Hi, Glenn-  Enjoying your several related emails.  Yes, corporations are a big issue, but Teddy Roosevelt showed the way with his trust-busting, esp. when he took on J.P. Morgan as to who was running the country and saw to it that the government prevailed.  There is also something of a movement to strip corporations of their legal personality, which is an interesting approach, though I don't think it will get very far.   And the bail-outs of a few years back showed that corporations are more reliant  on government than ever to the the savior-of-last-resort. 

Hobbes is great reading, and powerful political theory, but he needs to be read in conjunction with Locke; the two nicely bracket the spectrum, either one alone gets a bit one-sided.  I agree that Marx's analysis is powerful, but not all-powerful; i.e., it provides one helpful tool among others.  Max Weber nicely balances him out, arguing that social status and status-interest determines as much as class; class being how you get your money, status how you spend it; in other words, sociology vs. economics.  Both are helpful, neither gives the whole picture.  For instance, I have long thought the race question in the US was really one of class, not skin color per se; but in the US we are class-blind (as opposed to the UK, for instance, which is very sensitive to class, but more colorblind, or at least so it would like to think).  Where Marx went wrong was to think that industrial workers would be the revolutionary class.  Mao based his revolution on the peasantry, whom Marx despised and despaired of.  In fact of course it's the middle class who are generally the bearers of revolution, and not when things are getting worse & worse, but when they are getting better & better and people feel the present regime is what stands in the way of even further improvement.  You did not see a lot of peasants in Liberation Square in Cairo, but you did  see a lot of students and college graduates.  (The worst element. . . )

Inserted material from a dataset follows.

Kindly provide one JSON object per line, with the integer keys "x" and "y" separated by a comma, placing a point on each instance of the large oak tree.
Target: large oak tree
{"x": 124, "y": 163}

I have also thought that if I were a Republican I should be very suspicious of privatizing Social Security, for the best of Republican reasons.  If  everyone's retirement is tied to the market, and the market crashes, as it inevitably must at least once or twice over a thirty year period, everyone would then demand a government bail-out and the government would have to re-take over the system, under emergency conditions & panic, and would do a worse job of it that the present carefully thought-out and from-time-to-time tweaked Social Security system.  In other words, privatization might temporarily reduce the role of government until that point, but would in the long run mean an even worse "government take-over," if that's what you dread the most.